I slid a glance at Hudson and then Dave. We looked like a bunch of expert weirdos. Karen was more than aware of the supernatural community, but she hadn’t dealt with me directly before and was probably clueless to the elemental powerhouse in her midst—and that wasn’t even adding in my angel of death daddy. An image of my uncle and father came to mind, and I grinned. Oh, that was definitely happening.

She twisted her battered laptop around, showing us a black and white video of her working the bar.

“It happens at 8:08,” Robert informed us.

I glanced at the clock. There was one minute to go. We all leaned in, including Harry. I squinted, staring at The Pit’s owner’s backside, waiting for her to get felt up by a ghost. Oh, how the mighty have fallen.

“There it is,” Dave muttered as we watched a definite dent appear in Karen’s skirt. She jumped around and started shouting at the nearest guy. He held his hands up, slid off the bar stool, and made a prompt exit. Karen glared at him, then glanced up at the camera before stalking out of sight.

“That’s it?” Hudson asked.

I bit my lip. No, it definitely wasn’t it. “Rewind it, please, to two minutes before,” I requested. Dave did so, and I watched again, noting a very odd shadow. It wouldn’t be unusual if it was still, but it was moving, and there was nothing responsible for it.

“You see it?” Harry asked.

I did, which was weird, because ghosts didn’t occupy this dimension, meaning cameras and videos couldn’t record them. “Yeah. I wonder where it is now.”

Harry floated toward the door and stuck his head through the wood. He reappeared with a frown. “I’ll take a sweep through the building and report back,” he promised before zooming off.
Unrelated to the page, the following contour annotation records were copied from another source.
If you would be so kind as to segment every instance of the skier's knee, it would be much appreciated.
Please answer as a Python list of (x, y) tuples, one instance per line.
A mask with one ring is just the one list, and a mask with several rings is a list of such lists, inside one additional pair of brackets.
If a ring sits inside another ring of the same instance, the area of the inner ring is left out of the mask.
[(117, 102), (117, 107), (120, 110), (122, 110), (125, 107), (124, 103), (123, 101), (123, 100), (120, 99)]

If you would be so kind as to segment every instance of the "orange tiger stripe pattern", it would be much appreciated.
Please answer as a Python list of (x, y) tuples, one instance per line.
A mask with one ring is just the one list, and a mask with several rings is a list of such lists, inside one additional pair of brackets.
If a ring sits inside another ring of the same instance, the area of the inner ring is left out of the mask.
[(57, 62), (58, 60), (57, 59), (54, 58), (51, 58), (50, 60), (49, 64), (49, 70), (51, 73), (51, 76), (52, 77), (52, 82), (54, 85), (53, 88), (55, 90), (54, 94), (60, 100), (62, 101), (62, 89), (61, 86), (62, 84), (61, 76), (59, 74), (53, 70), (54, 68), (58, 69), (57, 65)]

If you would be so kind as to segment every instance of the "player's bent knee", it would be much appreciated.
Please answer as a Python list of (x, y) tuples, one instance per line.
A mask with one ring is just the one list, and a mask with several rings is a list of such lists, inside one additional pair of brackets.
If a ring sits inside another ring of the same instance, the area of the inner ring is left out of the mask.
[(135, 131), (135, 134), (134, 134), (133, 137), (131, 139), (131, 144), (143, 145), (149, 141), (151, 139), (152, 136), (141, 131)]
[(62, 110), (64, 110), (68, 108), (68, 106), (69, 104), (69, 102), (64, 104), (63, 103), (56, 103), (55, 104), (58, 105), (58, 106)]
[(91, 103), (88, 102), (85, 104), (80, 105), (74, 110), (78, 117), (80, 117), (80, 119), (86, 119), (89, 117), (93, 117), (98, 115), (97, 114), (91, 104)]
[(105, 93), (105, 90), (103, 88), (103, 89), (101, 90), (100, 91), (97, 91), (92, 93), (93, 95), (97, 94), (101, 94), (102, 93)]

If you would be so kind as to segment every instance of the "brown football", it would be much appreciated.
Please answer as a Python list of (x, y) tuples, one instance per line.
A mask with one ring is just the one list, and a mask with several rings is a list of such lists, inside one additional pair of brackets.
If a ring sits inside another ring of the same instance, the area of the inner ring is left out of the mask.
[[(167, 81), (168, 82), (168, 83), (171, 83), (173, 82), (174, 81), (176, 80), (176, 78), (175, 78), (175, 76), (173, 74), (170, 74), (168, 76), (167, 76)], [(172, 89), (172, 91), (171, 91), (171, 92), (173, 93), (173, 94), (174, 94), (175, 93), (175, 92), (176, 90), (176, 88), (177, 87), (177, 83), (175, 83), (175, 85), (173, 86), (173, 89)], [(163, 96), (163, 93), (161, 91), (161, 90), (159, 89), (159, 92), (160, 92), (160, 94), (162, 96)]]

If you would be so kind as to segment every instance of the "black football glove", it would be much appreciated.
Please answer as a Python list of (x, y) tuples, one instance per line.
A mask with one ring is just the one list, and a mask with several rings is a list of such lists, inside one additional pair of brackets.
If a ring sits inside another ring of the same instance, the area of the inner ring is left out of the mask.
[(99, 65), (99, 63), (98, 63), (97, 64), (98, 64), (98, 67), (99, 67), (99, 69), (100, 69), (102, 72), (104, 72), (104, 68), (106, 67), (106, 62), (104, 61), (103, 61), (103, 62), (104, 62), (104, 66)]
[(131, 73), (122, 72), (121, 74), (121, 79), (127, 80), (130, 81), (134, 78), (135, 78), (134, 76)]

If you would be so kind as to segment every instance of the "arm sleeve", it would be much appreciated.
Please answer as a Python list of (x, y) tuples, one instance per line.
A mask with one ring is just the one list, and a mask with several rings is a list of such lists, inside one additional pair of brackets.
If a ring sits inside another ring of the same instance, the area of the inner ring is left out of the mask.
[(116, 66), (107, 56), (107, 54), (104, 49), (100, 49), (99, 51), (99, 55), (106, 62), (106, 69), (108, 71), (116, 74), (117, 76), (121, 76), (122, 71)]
“Harry’s checking,” I informed the others.

“Who’s Harry?” Karen asked.

Time to level with her. “My dead vampire ghost side-kick.”

Her mouth opened, hung there, then snapped closed. “Aren’t vampires already dead?” she eventually settled on.
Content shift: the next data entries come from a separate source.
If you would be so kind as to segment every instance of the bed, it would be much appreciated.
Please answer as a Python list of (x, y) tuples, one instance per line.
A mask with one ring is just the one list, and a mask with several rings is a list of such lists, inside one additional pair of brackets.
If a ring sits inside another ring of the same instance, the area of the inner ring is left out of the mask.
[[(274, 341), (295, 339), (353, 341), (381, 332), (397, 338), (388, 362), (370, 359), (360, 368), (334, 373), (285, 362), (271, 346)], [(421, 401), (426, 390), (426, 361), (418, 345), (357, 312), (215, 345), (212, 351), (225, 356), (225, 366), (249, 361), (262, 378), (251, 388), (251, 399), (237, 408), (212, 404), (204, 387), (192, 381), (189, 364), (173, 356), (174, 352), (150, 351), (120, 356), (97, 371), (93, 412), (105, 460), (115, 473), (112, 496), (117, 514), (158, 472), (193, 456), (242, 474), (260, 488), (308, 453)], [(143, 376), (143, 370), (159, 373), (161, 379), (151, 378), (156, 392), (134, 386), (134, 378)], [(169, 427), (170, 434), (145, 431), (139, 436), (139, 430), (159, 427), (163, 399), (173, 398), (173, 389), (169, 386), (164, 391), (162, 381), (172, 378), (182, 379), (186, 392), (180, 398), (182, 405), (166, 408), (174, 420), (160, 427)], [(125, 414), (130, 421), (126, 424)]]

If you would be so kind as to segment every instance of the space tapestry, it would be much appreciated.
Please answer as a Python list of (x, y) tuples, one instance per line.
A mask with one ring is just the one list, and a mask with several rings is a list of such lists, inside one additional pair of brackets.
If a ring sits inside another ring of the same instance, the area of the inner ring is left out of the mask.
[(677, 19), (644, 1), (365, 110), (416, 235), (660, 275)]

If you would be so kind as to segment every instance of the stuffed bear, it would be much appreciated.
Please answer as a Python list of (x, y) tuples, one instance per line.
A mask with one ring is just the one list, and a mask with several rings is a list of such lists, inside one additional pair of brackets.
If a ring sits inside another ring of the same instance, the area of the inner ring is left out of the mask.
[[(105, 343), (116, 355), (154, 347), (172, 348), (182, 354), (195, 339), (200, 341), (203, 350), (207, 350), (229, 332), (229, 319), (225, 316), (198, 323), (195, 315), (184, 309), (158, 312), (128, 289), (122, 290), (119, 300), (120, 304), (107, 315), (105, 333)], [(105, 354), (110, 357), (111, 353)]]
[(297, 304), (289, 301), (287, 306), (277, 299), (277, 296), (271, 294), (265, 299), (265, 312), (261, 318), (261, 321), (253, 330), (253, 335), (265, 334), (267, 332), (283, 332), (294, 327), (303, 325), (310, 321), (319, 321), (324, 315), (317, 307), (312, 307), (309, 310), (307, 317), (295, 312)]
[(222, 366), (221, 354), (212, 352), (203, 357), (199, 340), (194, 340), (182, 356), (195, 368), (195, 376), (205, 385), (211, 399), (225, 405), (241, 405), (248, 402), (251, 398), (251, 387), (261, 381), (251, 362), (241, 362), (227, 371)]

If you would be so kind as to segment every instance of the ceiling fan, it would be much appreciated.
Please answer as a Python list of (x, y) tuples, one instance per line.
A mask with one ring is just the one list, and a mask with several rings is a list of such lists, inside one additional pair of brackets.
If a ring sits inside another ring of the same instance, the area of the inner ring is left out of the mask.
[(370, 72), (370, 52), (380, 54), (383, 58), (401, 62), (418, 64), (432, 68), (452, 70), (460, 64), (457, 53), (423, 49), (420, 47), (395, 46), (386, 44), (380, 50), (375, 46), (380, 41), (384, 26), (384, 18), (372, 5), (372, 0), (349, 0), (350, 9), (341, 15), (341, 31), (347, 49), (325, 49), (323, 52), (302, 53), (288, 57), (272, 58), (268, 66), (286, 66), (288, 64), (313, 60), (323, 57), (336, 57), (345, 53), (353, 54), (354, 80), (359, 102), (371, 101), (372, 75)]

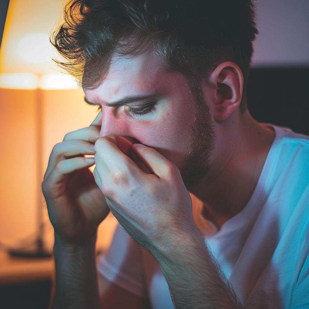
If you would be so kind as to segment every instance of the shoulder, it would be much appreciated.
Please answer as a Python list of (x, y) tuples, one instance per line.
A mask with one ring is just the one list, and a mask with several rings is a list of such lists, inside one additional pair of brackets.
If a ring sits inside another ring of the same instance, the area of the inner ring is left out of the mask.
[(309, 136), (273, 126), (276, 136), (269, 151), (273, 166), (280, 175), (305, 187), (309, 183)]

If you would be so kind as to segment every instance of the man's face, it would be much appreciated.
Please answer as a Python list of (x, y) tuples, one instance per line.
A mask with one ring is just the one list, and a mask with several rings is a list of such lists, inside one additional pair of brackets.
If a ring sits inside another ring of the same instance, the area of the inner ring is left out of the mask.
[(165, 65), (150, 53), (114, 58), (100, 86), (85, 90), (86, 100), (101, 107), (100, 137), (119, 135), (155, 149), (180, 168), (186, 185), (209, 168), (211, 121), (197, 110), (185, 76)]
[(196, 104), (185, 77), (164, 68), (149, 54), (114, 59), (99, 86), (85, 93), (102, 107), (100, 137), (131, 138), (179, 167), (189, 151)]

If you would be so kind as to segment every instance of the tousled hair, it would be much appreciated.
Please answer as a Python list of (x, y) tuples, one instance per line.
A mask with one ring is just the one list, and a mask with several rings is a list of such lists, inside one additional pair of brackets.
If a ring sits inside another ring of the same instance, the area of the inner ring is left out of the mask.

I knew I liked her. “No, but it’s a common misconception.”

Dave replayed the video for the third time. “I don’t get it. What are you seeing?”

I pointed at the shadowy face lurking at the side of the bar, its reflection a haunting image in the mirror behind the bottles of alcohol.

“What is that?” Hudson asked. It shifted and moved toward Karen, then pushed up against her, creating the indent we’d first seen.

Harry burst through the wall. “Pineapples.” Really? We had a pineapple situation now?

Shouts and screams broke through the thin barrier of the wall, and we took off running into the bar. The lights flickered above us, and the music playing in the background created a surreal backdrop to the ensuing chaos.

People rushed for the exits as creepy shadow things chased the line dancing folks of White Castle around. A smaller womanfell, and a tall middle-aged guy scooped her into his arms and hurried toward the doors.